One example of our efforts to reduce the negative impacts of justice-system involvement is Project Reset.
The Center for Court Innovation is committed to reducing the negative impacts of justice-system involvement and creating alternatives to court that help repair the relationship between the community and law enforcement. One example of our efforts is Project Reset, which provides a new way to handle arrests for low-level crimes that holds participants accountable while avoiding the collateral consequences of a possible conviction.
We recently showcased the work of Project Reset at a forum that brought together a group of teenagers, community members, and Manhattan District Attorney Cyrus Vance Jr. The teens had completed Project Reset by participating in a workshop at Gavin Brown's Enterprise, an art gallery in Harlem.
"I learned that I need to really act my age and not fall into peer pressure,” said an 18-year-old from Queens. “I learned how to make smarter decisions. To think about the future and how things that you do now can affect you,” said a 17-year-old from the Bronx.
Begun as a pilot project for 16- and 17-year-olds arrested in a select number of precincts in Brooklyn and Manhattan, Project Reset is now expanding Manhattan-wide to cover all ages.

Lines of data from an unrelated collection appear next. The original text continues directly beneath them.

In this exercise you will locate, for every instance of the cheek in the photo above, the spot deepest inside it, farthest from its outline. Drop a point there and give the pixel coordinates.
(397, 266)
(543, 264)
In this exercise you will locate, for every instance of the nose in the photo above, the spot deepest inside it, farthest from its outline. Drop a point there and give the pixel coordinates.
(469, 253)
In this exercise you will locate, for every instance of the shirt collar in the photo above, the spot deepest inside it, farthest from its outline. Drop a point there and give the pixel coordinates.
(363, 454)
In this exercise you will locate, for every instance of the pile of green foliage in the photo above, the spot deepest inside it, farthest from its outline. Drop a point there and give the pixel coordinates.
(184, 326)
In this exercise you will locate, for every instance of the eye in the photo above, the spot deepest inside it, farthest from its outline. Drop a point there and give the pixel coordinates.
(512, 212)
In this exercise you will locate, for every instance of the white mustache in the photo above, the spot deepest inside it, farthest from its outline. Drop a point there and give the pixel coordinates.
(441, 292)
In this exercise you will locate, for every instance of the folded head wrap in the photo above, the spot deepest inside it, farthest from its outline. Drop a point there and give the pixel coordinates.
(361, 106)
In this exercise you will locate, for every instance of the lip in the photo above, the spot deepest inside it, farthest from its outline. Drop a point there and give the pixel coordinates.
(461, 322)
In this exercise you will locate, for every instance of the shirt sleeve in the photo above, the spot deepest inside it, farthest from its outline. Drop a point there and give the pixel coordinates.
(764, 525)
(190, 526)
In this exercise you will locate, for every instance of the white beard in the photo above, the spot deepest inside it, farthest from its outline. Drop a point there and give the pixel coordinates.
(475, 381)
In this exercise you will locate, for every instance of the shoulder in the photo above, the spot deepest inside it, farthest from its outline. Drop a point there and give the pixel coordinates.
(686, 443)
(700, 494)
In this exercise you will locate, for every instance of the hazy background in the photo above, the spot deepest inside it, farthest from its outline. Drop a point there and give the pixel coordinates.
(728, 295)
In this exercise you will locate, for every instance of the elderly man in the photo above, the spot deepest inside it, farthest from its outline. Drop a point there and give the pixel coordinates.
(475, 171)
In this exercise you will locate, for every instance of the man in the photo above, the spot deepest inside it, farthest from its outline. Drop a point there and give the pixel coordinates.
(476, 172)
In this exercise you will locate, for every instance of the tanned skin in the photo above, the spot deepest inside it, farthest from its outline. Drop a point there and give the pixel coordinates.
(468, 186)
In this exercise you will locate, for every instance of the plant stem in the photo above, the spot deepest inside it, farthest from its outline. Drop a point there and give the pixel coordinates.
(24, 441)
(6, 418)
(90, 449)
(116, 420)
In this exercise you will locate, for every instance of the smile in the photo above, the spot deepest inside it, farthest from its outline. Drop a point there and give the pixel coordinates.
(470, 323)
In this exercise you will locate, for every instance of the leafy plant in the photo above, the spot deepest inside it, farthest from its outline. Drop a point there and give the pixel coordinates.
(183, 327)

Another example of our efforts to support diversion is our recent study of prosecutor-led diversion programs across the country, which we conducted in collaboration with the Rand Corporation, the Police Foundation, and the Association of Prosecution Attorneys. The study found significant reductions in the probability of a conviction, jail sentence, and future re-arrest, along with sizable savings in costs and resources.